In more complex or seronegative cases—where no antibodies are found—a Positron Emission Tomography (PET) scan may be used to look for functional changes. A PET scan assesses the metabolic activity of different brain regions, showing areas of abnormally decreased or increased activity. These imaging and functional tests help establish the anatomical location and severity of the inflammation, even when antibody results are delayed or inconclusive.

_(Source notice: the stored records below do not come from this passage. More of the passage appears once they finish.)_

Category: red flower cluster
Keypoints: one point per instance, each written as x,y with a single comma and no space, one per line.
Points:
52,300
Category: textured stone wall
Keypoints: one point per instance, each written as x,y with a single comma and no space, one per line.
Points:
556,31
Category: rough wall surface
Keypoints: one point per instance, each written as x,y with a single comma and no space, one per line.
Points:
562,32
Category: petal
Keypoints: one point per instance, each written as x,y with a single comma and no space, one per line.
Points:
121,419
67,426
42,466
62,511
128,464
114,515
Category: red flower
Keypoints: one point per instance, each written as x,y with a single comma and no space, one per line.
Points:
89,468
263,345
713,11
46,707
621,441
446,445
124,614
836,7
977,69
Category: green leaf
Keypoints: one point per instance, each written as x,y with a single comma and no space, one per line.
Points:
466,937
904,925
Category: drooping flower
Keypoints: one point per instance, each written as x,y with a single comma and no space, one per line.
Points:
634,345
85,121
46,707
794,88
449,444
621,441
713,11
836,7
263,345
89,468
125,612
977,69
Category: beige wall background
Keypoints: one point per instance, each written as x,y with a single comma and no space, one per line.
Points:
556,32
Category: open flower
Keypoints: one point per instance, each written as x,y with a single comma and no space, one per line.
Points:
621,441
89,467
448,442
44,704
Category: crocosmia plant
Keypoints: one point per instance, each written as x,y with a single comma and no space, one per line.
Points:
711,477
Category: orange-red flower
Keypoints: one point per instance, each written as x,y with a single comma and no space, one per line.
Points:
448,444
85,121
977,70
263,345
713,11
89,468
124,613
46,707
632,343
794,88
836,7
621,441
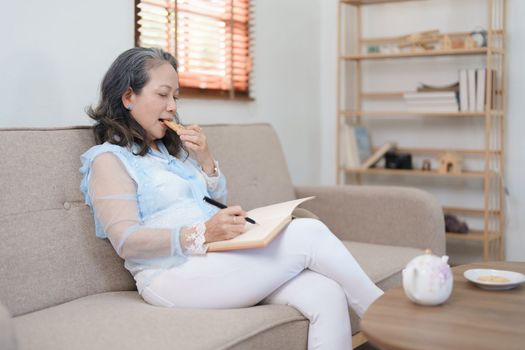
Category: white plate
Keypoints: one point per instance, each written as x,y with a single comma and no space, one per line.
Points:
515,278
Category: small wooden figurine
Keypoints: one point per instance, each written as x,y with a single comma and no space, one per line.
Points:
469,42
450,163
427,165
446,42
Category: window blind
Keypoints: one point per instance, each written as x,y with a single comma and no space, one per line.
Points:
209,38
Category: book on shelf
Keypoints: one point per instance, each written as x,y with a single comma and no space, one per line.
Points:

Synthesizing Results and Confirmation
The final step involves bringing together all the clinical, laboratory, and imaging data to reach a definitive conclusion. Neurologists use standardized diagnostic criteria, such as the 2016 criteria developed by Graus and colleagues, to systematically assess diagnostic confidence. This framework allows doctors to categorize the diagnosis as “possible,” “probable,” or “definite” autoimmune encephalitis.
A definite diagnosis is typically achieved when the characteristic clinical presentation is combined with the presence of a known pathogenic neuronal surface antibody. However, even without an identified antibody, a diagnosis of “probable” or “definite” seronegative AE can be made if the clinical symptoms, CSF findings, and imaging results are highly consistent with the condition. This is important because antibody testing can take days or weeks, and treatment often needs to begin immediately to prevent permanent brain injury.
The process is one of exclusion followed by confirmation, where the clinical picture guides the initial suspicion, and specialized tests provide objective biological evidence. By correlating the patient’s rapidly progressing symptoms, inflammatory markers in the CSF, and abnormalities on the MRI or EEG, clinicians can confidently confirm the diagnosis. This comprehensive synthesis ensures the patient receives the appropriate and timely immunotherapy necessary to halt the immune attack on the brain.